Finding a job is a pain in the ass. Hiring is equally painful and time consuming, as well as expensive.
Unfortunately, neither of these processes seem to have improved much as a result of technological innovation. In fact, in many ways, the internet has added to the issue by increasing the number of applicants — many unqualified — for every job posting.
After 18 months in stealth mode, San Francisco-based Bright is looking to change that. The company is making quite the public entrance today, announcing a big data-powered solution for connecting job seekers with the right jobs as well as $6 million in Series A financing from a group of angel investors including Passport Capital hedge fund manager John Burbank and Jamie Knall, among others.
The company developed its “Bright Score” technology to eliminate the lengthy and expensive process of matching open positions with qualified candidates. Through the service, job seekers are provided a curated list of available positions to which they are best suited. Alternatively, employers can filter the best possible candidates for their open positions from the market at large.
The company has assembled a brainy team of neuroscientists, mathematicians, and nuclear physicists to develop its Bright Score algorithm. The team first analyzed how hundreds of recruiters critiqued tens of thousands of resumes. They then developed a machine-learning algorithm based on the findings which was further refined by analyzing millions of resumes across hundreds of data points.
The final output is a numerical score from 0 to 100 representing a candidate’s qualification for a specific job. The score incorporates elements from employment history, academic credentials, employer prestige and even social connections.
Early iterations of the company’s product were based on connecting job searches with existing social networks to identify social connections users have in a given field or company. The pivot from this “me too” solution toward integrating data science seems like a far more interesting and impactful way to disrupt a stale industry.
Users can sign up for free and upload a resume to receive job openings ranked by the Bright Score according to best fit. The company will rely on charging employers to use the system, although it hasn’t yet revealed pricing. For employers, Bright integrates with existing Applicant Tracking System (ATS) software.
The giant elephant in the room with marketplace-based companies like Bright is seeding the market with enough resumes and job listings to attract parties on each side of the table. Judging by a quick scan of the listings on its earlier iterations, which included Fortune 500’s like Hertz, Aetna, Nestle, Allstate, and Wells Fargo, this may be a smaller problem than it seems. Also, the company says that it has already attracted 8.6 million job seekers who posted 2.8 million resumes.
Another area sure to raise a few eyebrows is the possibility that Bright filters out candidates who are qualified based on “intangibles” rather than quantifiable metrics. The reality is that this is already happening and will continue to happen whether the Bright Score is adopted or not.

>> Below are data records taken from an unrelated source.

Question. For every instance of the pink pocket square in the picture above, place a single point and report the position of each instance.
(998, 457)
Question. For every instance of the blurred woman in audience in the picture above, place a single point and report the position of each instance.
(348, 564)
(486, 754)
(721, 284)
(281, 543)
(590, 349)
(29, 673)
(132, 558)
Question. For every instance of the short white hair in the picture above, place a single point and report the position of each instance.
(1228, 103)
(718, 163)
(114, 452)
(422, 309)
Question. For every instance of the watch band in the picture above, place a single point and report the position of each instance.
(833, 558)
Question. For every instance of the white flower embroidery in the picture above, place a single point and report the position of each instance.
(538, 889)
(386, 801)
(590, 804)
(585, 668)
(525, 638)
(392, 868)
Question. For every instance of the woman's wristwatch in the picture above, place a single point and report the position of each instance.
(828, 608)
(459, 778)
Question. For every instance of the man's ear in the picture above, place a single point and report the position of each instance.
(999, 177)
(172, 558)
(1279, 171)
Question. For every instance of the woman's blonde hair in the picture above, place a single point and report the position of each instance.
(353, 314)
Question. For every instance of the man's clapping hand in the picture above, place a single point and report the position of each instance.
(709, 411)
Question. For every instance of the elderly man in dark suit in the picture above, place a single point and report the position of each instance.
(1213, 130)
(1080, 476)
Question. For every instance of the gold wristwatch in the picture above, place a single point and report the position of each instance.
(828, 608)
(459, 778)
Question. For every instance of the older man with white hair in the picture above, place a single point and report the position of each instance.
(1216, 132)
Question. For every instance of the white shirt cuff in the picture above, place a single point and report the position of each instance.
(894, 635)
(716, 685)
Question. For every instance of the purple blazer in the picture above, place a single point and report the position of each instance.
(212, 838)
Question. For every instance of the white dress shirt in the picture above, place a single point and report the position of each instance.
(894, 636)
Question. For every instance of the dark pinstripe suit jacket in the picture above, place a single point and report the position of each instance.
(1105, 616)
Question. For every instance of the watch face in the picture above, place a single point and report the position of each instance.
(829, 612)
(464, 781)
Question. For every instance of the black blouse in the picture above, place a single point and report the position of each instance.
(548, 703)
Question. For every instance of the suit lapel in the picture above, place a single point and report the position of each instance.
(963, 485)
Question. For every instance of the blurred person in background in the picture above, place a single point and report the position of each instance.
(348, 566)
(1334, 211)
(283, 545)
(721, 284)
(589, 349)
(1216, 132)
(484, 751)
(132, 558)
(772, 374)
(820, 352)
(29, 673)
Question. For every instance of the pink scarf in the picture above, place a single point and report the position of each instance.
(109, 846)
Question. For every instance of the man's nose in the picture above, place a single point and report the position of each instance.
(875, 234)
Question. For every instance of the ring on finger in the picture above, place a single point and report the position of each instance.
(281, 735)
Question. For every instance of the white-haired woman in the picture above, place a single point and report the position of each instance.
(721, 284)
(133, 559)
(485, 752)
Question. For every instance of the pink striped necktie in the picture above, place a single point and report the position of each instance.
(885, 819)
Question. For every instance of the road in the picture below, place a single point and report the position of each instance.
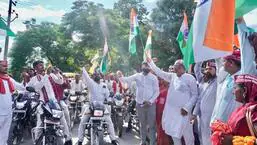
(127, 138)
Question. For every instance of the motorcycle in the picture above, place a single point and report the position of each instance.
(24, 116)
(96, 126)
(75, 107)
(118, 111)
(52, 133)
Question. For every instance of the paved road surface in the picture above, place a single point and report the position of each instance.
(127, 139)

The difference is, with the addition of this new technology, both applicants and hiring recruiters can be more efficient with their job searches and therefore may have time to make the extra effort in certain “out of the box” cases.
There’s no question that the current job market is inefficient, which makes the proposed solution attractive. The company cites statistics from the US Bureau of Labor Statistics to prove this point.
Employers reportedly spend an average of $5,504 per hire, while the time to hire can range from two to six months, and the median duration for job seeker unemployment is about 19 months. Also, 66 percent of job applicants are said meet the minimum qualifications for jobs to which they applied, making algorithmic screening more difficult.
The Bright Score offers a faster, less expensive, and supposedly more accurate way of navigating this quagmire. Although it doesn’t describe how it measures this abstract concept, Bright claims to cut the amount of time spent “from scheduling time to sift through resumes to actually reviewing them” by up to 90 percent.
Bright was founded by serial entrepreneur Steve Goodman. Goodman’s track record includes previously founding and growing Lasso Logic, Learning Productions, and PacketTrap Networks, each of which resulted in a successful exit collectively valued at $100 million. He is also currently an investor in and a co-founder of the widely popular and A-list VC-funded, mom-focused, local commerce portal Plum District.
“With jobs at the forefront of the political and economic discussion, Bright’s data-driven approach couldn’t be more timely,” says Bright founder and CEO Steve Goodman. “Bright is ready to unveil an unmatchable way to move the labor market faster by doing for the job market, what Google did for search.”